CHAPTER 5 - NETWORKING
Social media is an excellent place to make yourself and your services known. You should find the media that best suit your needs and consider which to use for professional purposes. You won’t find time for everything, after all, and you might wish to reserve some platforms for personal use.
For those interested in language or translation, there are a large number of relevant groups on Facebook. These groups are also well suited for networking, and it is easy to create your own Facebook groups and discussion areas. You can set these as hidden from public view if need be. Keep in mind Facebook’s privacy settings – you can use your settings to determine who gets to view your message on each post.
LinkedIn is a kind of professional Facebook where you can network with professionals from your own industry as well as from others.
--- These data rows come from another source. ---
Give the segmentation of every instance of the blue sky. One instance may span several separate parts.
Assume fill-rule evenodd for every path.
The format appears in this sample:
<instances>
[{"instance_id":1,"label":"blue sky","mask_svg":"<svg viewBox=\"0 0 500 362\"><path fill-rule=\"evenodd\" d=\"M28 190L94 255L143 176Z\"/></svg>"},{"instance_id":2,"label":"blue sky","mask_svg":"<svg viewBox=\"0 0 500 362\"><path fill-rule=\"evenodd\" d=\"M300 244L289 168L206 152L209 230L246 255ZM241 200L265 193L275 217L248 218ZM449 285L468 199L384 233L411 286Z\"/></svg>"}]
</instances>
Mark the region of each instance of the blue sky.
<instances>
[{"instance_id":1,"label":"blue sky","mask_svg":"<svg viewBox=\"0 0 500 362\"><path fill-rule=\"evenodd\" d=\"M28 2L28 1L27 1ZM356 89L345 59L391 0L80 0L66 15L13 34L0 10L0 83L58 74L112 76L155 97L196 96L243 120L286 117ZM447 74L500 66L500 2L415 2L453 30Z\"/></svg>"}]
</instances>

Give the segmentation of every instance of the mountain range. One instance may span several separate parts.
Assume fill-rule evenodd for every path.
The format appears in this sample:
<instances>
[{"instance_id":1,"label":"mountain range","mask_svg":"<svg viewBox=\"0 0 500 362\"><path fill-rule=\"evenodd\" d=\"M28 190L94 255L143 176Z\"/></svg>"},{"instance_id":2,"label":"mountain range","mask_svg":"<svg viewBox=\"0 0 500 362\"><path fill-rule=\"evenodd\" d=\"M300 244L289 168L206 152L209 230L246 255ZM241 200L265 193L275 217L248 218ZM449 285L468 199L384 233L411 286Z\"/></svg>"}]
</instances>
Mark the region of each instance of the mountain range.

LinkedIn also works as an online CV, and you can use it to recommend colleagues. On LinkedIn, you should focus on showcasing your qualifications and keeping your professional profile up-to-date.
Twitter is an entirely public forum. Anyone can follow and converse with anyone else. It’s easy to find accounts worth following, and you can even tweet about professional matters – within the bounds of discretion and confidentiality, of course. An active user gets the most out of Twitter. You should focus on the proper use of hashtags, as well as writing a good Twitter bio, so that followers can find your profile.
There are several different sites for sharing photos and videos, such as Instagram, Snapchat and Periscope. Using any of these would entail a willingness to share visual content about your life and/or work.
As with all interaction, you should consider your best approach online. Your preferred method of communication will always be the most effective. There are different organizations that offer social media training, and proper training is never a waste.